Three weeks after the suspension of the Northern Ireland institutions, there is a deepening sense of political paralysis around the peace process. If those with primary responsibility for getting things back on the rails do not begin to do so swiftly there is every possibility that the progress towards normality which has been secured over the past decade will be lost for many years to come, perhaps for ever.
There is bitterness and bewilderment among the parties which supported the Belfast Agreement in the Assembly and which formed the backbone of the short-lived Executive. However regrettable this may be, it is not difficult to understand. But the responsibility for steadying affairs and for finding a way forward is first and foremost that of the two governments and in particular the Taoiseach and the Prime Minister, working together. There has been little evidence of any such sense of shared priority since their discussions in Downing Street two weeks ago.

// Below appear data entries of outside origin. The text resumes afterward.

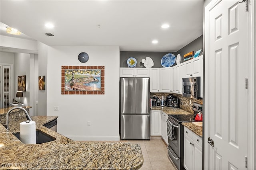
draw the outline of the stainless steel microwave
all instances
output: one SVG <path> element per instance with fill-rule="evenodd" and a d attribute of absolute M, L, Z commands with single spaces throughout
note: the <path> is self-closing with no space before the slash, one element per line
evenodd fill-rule
<path fill-rule="evenodd" d="M 200 97 L 200 77 L 182 78 L 182 96 L 194 99 Z"/>

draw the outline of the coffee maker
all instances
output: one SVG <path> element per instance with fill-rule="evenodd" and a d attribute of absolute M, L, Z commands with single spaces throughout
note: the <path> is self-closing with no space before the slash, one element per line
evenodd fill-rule
<path fill-rule="evenodd" d="M 169 94 L 166 96 L 165 100 L 165 106 L 167 107 L 173 107 L 173 99 L 175 97 L 172 94 Z"/>
<path fill-rule="evenodd" d="M 180 100 L 178 98 L 176 98 L 173 99 L 172 107 L 174 108 L 180 107 Z"/>

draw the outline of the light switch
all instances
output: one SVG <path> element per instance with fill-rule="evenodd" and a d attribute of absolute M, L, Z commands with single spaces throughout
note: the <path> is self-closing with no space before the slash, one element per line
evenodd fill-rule
<path fill-rule="evenodd" d="M 59 106 L 54 106 L 54 111 L 58 111 L 59 110 Z"/>

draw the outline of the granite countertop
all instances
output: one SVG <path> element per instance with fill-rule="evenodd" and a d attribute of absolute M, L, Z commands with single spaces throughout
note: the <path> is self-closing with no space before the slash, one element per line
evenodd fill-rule
<path fill-rule="evenodd" d="M 32 116 L 36 128 L 56 139 L 41 144 L 24 144 L 12 133 L 19 122 L 10 122 L 10 131 L 0 124 L 0 169 L 136 170 L 143 163 L 139 144 L 74 141 L 42 125 L 56 116 Z"/>
<path fill-rule="evenodd" d="M 153 106 L 151 110 L 160 110 L 168 115 L 190 115 L 192 113 L 180 108 L 174 108 L 170 107 Z"/>
<path fill-rule="evenodd" d="M 201 138 L 203 137 L 203 122 L 183 122 L 182 124 Z"/>

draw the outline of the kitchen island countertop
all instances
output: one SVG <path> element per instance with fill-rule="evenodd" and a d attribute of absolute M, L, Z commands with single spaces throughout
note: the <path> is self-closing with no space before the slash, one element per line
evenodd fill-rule
<path fill-rule="evenodd" d="M 19 131 L 20 122 L 10 122 L 10 131 L 0 124 L 0 169 L 136 170 L 142 166 L 139 144 L 75 141 L 43 126 L 57 117 L 32 117 L 37 130 L 56 139 L 41 144 L 24 144 L 12 134 Z"/>

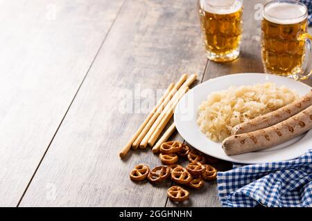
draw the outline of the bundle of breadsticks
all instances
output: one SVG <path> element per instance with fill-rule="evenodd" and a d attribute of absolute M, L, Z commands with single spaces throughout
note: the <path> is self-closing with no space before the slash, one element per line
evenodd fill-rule
<path fill-rule="evenodd" d="M 129 152 L 131 147 L 134 150 L 138 148 L 145 148 L 148 144 L 153 147 L 153 153 L 159 152 L 160 145 L 166 142 L 175 131 L 175 124 L 173 123 L 168 127 L 168 130 L 157 143 L 156 141 L 173 115 L 173 111 L 177 102 L 188 91 L 189 87 L 194 82 L 196 78 L 196 74 L 191 75 L 190 76 L 184 74 L 181 76 L 176 84 L 171 83 L 169 85 L 156 106 L 119 153 L 121 157 L 124 157 Z"/>
<path fill-rule="evenodd" d="M 312 90 L 275 111 L 241 123 L 222 147 L 227 155 L 257 151 L 288 141 L 312 128 Z"/>

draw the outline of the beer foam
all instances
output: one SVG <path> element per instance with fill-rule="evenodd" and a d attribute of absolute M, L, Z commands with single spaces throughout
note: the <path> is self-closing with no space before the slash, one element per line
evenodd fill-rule
<path fill-rule="evenodd" d="M 292 24 L 304 21 L 307 15 L 306 7 L 299 3 L 274 2 L 265 7 L 263 16 L 272 23 Z"/>
<path fill-rule="evenodd" d="M 242 7 L 242 1 L 237 0 L 200 0 L 200 7 L 205 12 L 227 15 L 237 12 Z"/>

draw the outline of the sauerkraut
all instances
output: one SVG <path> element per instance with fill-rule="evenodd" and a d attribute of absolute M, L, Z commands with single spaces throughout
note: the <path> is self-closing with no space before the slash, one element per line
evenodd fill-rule
<path fill-rule="evenodd" d="M 273 111 L 298 98 L 285 86 L 273 83 L 231 86 L 208 95 L 198 108 L 197 123 L 206 136 L 222 142 L 232 128 L 243 122 Z"/>

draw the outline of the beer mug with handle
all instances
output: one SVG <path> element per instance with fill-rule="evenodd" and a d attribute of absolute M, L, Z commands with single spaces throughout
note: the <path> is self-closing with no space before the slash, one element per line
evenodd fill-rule
<path fill-rule="evenodd" d="M 243 0 L 198 0 L 202 37 L 207 57 L 229 61 L 239 55 Z"/>
<path fill-rule="evenodd" d="M 297 1 L 266 3 L 261 22 L 261 56 L 266 73 L 304 79 L 311 75 L 312 37 L 308 10 Z"/>

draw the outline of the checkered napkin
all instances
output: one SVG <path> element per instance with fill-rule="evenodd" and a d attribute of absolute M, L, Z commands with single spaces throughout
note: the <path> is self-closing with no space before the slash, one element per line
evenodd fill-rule
<path fill-rule="evenodd" d="M 306 6 L 308 8 L 308 22 L 309 25 L 312 25 L 312 0 L 300 0 L 302 3 Z"/>
<path fill-rule="evenodd" d="M 218 191 L 227 207 L 312 206 L 312 149 L 290 161 L 234 164 L 218 173 Z"/>

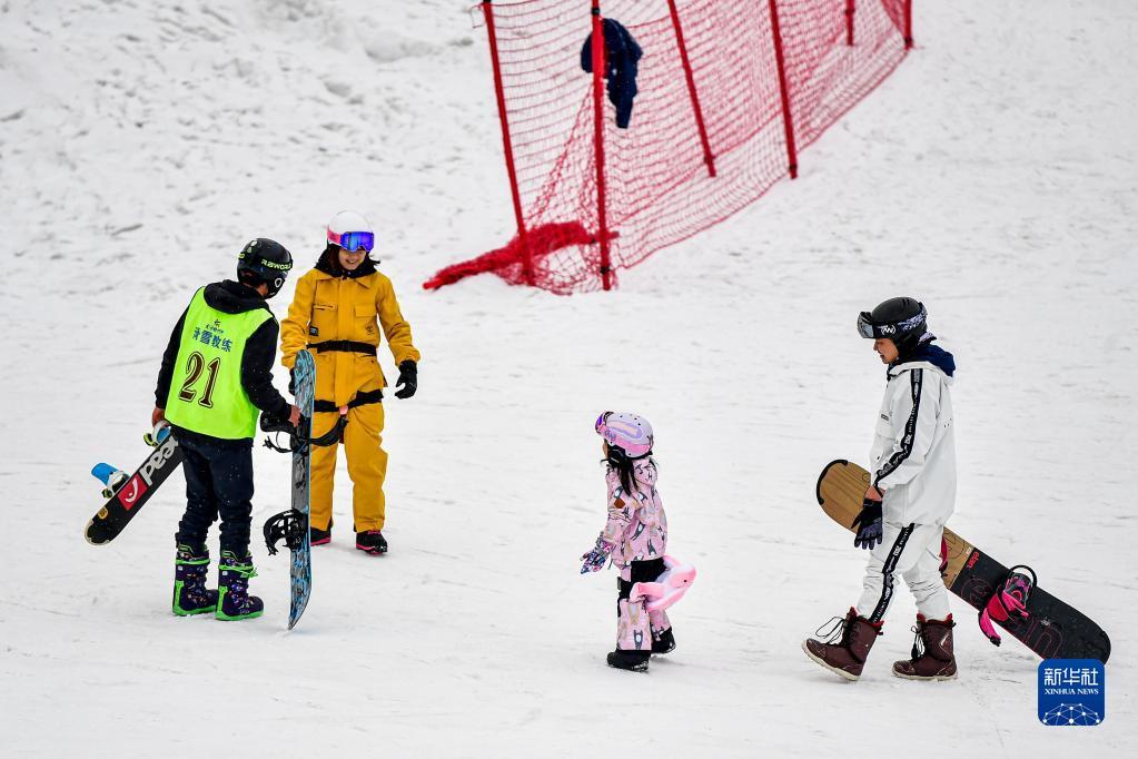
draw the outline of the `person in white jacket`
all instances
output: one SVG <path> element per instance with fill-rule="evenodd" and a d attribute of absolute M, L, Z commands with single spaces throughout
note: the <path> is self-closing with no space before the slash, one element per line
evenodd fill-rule
<path fill-rule="evenodd" d="M 941 578 L 945 522 L 956 501 L 956 452 L 949 386 L 956 363 L 932 345 L 927 312 L 914 298 L 891 298 L 861 312 L 858 332 L 872 339 L 887 364 L 885 396 L 869 451 L 871 485 L 853 544 L 871 551 L 864 591 L 832 633 L 833 642 L 802 644 L 823 667 L 858 679 L 893 597 L 905 578 L 916 601 L 912 659 L 893 663 L 908 679 L 956 677 L 953 614 Z M 836 619 L 836 618 L 835 618 Z"/>

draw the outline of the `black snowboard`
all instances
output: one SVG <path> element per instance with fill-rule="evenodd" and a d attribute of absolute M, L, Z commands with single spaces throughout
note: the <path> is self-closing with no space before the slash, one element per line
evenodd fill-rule
<path fill-rule="evenodd" d="M 86 523 L 84 535 L 91 545 L 114 541 L 134 514 L 146 505 L 158 486 L 182 464 L 182 449 L 173 435 L 158 443 L 142 465 L 114 492 L 102 509 Z"/>
<path fill-rule="evenodd" d="M 844 460 L 826 464 L 818 477 L 815 496 L 831 519 L 850 531 L 861 511 L 869 486 L 869 472 Z M 948 564 L 945 586 L 978 612 L 1007 578 L 1008 568 L 945 528 Z M 1111 640 L 1103 628 L 1074 607 L 1039 587 L 1028 599 L 1028 618 L 998 622 L 1017 641 L 1044 659 L 1098 659 L 1111 655 Z"/>

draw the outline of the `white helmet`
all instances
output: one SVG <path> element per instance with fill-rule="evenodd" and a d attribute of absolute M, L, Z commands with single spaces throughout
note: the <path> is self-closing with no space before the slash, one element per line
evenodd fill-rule
<path fill-rule="evenodd" d="M 328 241 L 345 250 L 363 248 L 371 253 L 376 247 L 376 233 L 371 223 L 354 211 L 341 211 L 328 222 Z"/>

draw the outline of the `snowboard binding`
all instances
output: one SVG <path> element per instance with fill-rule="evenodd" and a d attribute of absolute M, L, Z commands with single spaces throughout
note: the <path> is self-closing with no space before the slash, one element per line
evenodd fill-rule
<path fill-rule="evenodd" d="M 304 545 L 308 536 L 308 515 L 296 509 L 282 511 L 265 520 L 264 534 L 269 555 L 277 553 L 277 544 L 280 541 L 284 541 L 284 546 L 290 551 L 296 551 Z"/>
<path fill-rule="evenodd" d="M 261 414 L 261 431 L 269 432 L 273 437 L 265 438 L 265 447 L 278 453 L 296 453 L 302 451 L 306 445 L 318 445 L 328 446 L 336 445 L 344 439 L 344 428 L 347 427 L 348 418 L 341 415 L 336 420 L 336 424 L 332 429 L 328 430 L 320 437 L 312 437 L 311 434 L 307 438 L 300 435 L 302 429 L 311 430 L 312 422 L 308 419 L 300 418 L 300 427 L 297 429 L 292 427 L 288 419 L 281 416 L 273 416 L 271 414 Z M 288 446 L 282 446 L 280 444 L 280 434 L 284 432 L 288 435 Z"/>
<path fill-rule="evenodd" d="M 1026 574 L 1020 570 L 1025 570 Z M 999 633 L 996 632 L 992 620 L 1007 622 L 1013 618 L 1026 619 L 1030 616 L 1028 613 L 1028 599 L 1036 585 L 1036 572 L 1031 567 L 1016 564 L 1008 570 L 1003 585 L 992 594 L 979 614 L 980 632 L 991 641 L 992 645 L 1000 644 Z"/>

The Belfast Agreement is not the property of either the Provisionals or the Ulster Unionists to be torn up and cast aside - whoever one chooses to blame for the crisis. It is the settlement approved at the ballot box by the great majority of the people living on this island. The two governments are the custodians of the Agreement and it is the responsibility of those who lead the governments to deliver its benefits to the people who voted for it.

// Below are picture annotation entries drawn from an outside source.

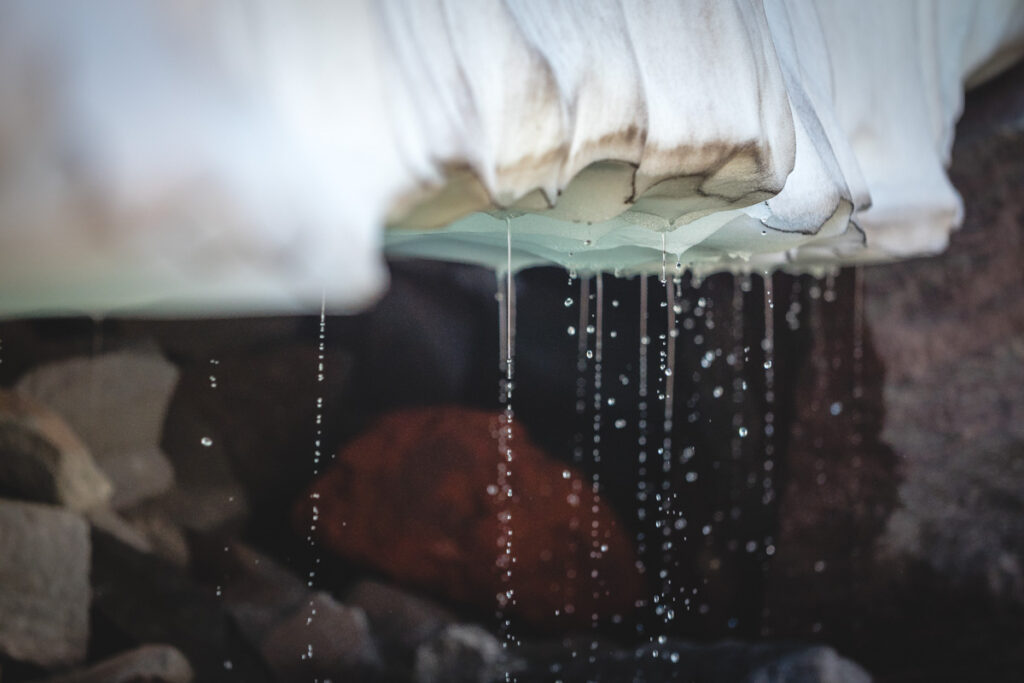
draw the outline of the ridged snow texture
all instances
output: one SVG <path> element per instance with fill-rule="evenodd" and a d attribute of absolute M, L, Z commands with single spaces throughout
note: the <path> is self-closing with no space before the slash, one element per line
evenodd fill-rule
<path fill-rule="evenodd" d="M 10 0 L 0 314 L 364 305 L 381 251 L 801 268 L 941 250 L 1019 0 Z M 388 228 L 388 229 L 385 229 Z"/>

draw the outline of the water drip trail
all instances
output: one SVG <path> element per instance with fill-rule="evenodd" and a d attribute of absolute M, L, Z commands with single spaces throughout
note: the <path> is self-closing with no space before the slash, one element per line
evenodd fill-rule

Mr Blair has political problems which he did not have two years ago. Mr Ahern has his own difficulties. But they should now be visibly and jointly re-stating their commitment to the Agreement, confirming the inviolability of democratic principles and pledging themselves together to finding an early way back to the re-establishment of the institutions. Instead a vacuum has been left, obliging the adversaries on the ground to set out their own agendas. Mr Gerry Adams speaks of the Agreement as being in "tatters" and of republicans going back to the streets. Ulster Unionists who risked all by entering the Executive with the IRA's political representatives are on the defensive against their hardliners.

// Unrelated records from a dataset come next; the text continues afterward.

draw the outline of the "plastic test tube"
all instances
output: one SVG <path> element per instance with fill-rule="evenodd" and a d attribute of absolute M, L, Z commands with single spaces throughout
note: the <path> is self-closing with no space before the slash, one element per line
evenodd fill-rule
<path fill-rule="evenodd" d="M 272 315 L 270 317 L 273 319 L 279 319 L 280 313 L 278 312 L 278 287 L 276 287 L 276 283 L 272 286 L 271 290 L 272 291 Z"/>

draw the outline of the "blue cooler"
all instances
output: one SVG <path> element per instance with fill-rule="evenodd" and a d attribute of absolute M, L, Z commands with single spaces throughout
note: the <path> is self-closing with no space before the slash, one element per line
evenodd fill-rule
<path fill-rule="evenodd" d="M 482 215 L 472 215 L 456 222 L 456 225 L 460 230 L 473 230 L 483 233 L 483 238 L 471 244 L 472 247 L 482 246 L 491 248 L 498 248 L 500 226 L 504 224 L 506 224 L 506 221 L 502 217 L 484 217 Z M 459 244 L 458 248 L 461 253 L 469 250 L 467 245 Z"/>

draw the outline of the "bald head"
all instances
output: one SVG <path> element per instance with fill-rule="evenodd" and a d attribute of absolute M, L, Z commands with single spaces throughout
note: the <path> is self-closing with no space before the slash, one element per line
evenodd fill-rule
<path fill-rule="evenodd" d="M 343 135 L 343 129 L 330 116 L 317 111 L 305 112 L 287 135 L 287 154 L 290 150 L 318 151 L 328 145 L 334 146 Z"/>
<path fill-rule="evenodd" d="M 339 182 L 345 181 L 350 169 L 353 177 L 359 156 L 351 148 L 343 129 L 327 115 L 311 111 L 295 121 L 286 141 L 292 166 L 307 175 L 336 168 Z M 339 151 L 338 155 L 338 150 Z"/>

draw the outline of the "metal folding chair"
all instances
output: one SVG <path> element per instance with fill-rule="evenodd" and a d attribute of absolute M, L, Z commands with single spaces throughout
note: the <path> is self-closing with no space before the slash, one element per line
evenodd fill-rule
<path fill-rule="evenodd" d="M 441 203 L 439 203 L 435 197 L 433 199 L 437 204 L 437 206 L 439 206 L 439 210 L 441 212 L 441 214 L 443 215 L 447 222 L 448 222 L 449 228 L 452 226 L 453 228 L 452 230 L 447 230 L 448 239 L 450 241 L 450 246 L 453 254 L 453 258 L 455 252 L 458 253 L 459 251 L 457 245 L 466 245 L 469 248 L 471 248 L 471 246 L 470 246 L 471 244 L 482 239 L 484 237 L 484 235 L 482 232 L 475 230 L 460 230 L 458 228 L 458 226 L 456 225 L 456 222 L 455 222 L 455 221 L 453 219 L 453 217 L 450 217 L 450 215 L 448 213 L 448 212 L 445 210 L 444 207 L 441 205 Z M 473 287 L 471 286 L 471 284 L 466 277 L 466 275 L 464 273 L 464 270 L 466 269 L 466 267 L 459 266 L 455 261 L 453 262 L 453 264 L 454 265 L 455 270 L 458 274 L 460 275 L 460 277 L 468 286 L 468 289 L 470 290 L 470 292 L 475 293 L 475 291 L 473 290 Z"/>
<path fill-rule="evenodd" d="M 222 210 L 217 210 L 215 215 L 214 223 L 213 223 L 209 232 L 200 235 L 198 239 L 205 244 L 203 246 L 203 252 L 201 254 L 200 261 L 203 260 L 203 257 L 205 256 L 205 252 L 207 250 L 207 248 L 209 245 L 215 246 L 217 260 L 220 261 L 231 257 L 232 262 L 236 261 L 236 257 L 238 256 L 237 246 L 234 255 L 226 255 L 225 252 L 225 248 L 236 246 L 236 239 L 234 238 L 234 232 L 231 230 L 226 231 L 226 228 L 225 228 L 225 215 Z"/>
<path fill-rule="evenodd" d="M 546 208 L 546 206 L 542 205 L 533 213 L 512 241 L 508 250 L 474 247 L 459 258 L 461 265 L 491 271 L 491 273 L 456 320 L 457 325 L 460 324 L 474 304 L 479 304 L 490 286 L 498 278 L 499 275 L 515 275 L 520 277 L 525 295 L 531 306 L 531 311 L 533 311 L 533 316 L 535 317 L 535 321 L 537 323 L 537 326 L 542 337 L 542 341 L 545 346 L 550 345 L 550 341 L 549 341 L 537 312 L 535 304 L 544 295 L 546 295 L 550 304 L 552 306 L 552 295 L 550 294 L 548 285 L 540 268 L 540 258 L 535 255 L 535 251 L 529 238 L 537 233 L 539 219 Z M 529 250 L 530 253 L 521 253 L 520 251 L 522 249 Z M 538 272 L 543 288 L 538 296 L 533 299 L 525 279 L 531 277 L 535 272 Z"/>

It has been left to the SDLP's Mr Mark Durkan and to the leader of the Alliance party, Mr Sean Neeson, to spell out the sort of steps which should taken at this time by the two governments. Alliance has set out a six-point programme which would begin with the pro-Agreement parties collectively restating their commitment to the full implementation of the Agreement. Mr Durkan, correctly, identified the initiative for such a declaration as having to come from the two governments. In the present climate, weeks and days can be important. The longer the vacuum of activity is allowed to persist, the deeper will each side retreat into traditional mindsets. Those who have sought to take the middle ground will be weakened while the advocates of retrenchment will gain in influence and credibility. With the advent of the marching season now within measurable distance, tribal passions will be more readily inflamed. The conditions will be right for violence and the threat of violence to thrive once more.
The Taoiseach has said he sees little point in initiating discussions without an indication that there will be responsiveness. Such concerns are understandable. But there is also an inescapable burden of leadership and the line between proper caution and dangerous inactivity is a thin one. Mr Ahern and Mr Blair carry the duty of seeing the Agreement implemented. Tentative explorations among the parties are under way and it is possible that St Patrick's Day in Washington may see some attempts at mending fences. But the two leaders must make it clear to all concerned, before the permafrost of mistrust hardens, that the Agreement is still the only way forward.